Desire sparks as his gaze drops to my lips. I’m close enough to feel heat radiating from him. Close enough to count the freckles I’ve memorized over ten years of friendship.
“April,” he says, and my name sounds different in his voice now. Like a question and an answer all at once.
“Yes?”
“I’m going to kiss you now. Not for practice. Not for the cameras. Not for the campaign. Just for us. Is that okay?”
The buffalo don’t ask permission to stampede. It’s a fluttery free-for-all. “More than okay.”
He cups my face in both hands, and this time there’s no audience. No photographer. No staged moment for social media. Just us and the rising sun and ten years of waiting.
When his lips meet mine, it’s nothing like the kiss cam or the charity event. This is deeper. Slower. Real in a way that makes my knees weak and my soul sing. His thumb strokes my cheek as he kisses me like he’s been waiting his entire life for this moment.
I grip his jacket to keep from floating away, and he makes a happy half-sigh, half-laugh against my mouth that makes me dizzy.
When we finally break apart, we’re both breathing hard. His forehead rests against mine, and we stand in the middle of the walking path, dogs milling around our feet, while the world continues spinning, yet everything has changed.
“Wow,” I whisper.
“Yeah.” His voice is rough, wonder-filled. “That was?—”
“Real.”
“Soreal.”
We both start laughing then, giddy and relieved and maybe a little bit punch drunk. The dogs take this as their cue to start their own celebration, tangling their leashes around our legs until we’re forced to separate just to unravel ourselves.

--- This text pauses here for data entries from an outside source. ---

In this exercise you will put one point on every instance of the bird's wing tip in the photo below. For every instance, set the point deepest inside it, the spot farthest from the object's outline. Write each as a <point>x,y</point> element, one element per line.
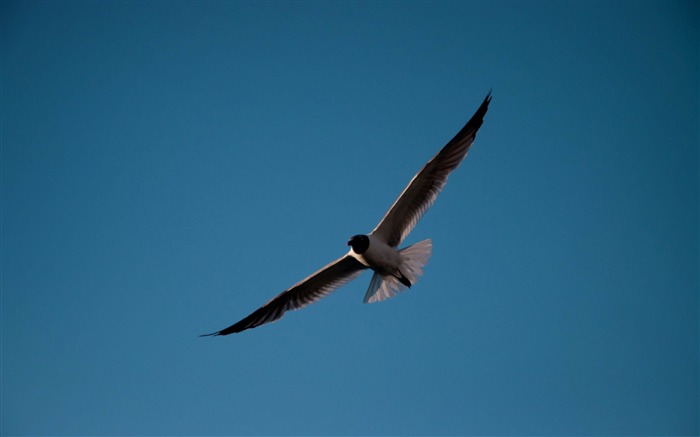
<point>213,334</point>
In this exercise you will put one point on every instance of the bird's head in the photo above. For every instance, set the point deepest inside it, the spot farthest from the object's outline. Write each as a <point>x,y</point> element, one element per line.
<point>359,243</point>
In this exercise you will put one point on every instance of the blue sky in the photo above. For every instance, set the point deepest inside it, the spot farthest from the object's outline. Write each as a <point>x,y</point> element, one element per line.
<point>167,167</point>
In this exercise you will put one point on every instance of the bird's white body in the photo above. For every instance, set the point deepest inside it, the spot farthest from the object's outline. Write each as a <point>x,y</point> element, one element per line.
<point>394,269</point>
<point>379,256</point>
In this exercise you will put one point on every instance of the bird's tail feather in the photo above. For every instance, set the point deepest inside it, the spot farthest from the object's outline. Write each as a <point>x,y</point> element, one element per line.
<point>414,258</point>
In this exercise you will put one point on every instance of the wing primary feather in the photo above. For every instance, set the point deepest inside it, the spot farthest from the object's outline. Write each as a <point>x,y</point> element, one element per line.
<point>425,186</point>
<point>305,292</point>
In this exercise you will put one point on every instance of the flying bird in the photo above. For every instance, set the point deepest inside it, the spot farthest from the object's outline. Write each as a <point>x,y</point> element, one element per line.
<point>394,269</point>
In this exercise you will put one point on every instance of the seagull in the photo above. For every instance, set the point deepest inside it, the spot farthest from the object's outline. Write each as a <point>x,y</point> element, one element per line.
<point>395,270</point>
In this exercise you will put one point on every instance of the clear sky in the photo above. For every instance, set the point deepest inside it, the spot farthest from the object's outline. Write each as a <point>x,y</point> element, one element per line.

“They have terrible timing,” Clark observes, wrestling with Moose’s leash.
“Or perfect timing. Depends on how you look at it.” I free myself from Scout’s enthusiastic circling. “Before this gets any more complicated.”
“Too late for that.” But he’s grinning, and I’m grinning, and we’re both finally on the same page after a decade of missed signals, misunderstanding, and secret pining.
We continue walking, but now, Clark’s hand finds mine and holds tight as if to promise never to let go.
“So what now?” I ask as we loop back toward his parents’ house.
“Now we figure out how to be us. The real us. Not the fake dating version.”
“That could be complicated. We have rules.”
“We can break the rules.” He squeezes my hand.
Have we already broken rule six? No falling in love. Right, I shattered that one years ago.
“What about rule seven? Going back to being friends no matter what?”
Clark stops walking, tugging me to a halt beside him. “What if we don’t go back? What if we go forward instead?”
“Forward,” I repeat, testing the word. “As in, actually dating? For real this time?”
“For real this time.” He lifts our joined hands, pressing a kiss to my knuckles. “If you want to.”
Do I want to? I’ve wanted this for so long. Dreamed about it. Imagined every possible scenario. And now it’s here, real and terrifying and perfect.
“I want to,” I say. “But Clark, what about after the campaign ends? What about?—?”
“We figure it out. Together.” His certainty is absolute. “April, I’ve spent ten years pretending to be okay with just friendship. I’m done pretending. I want the real thing. I want you.”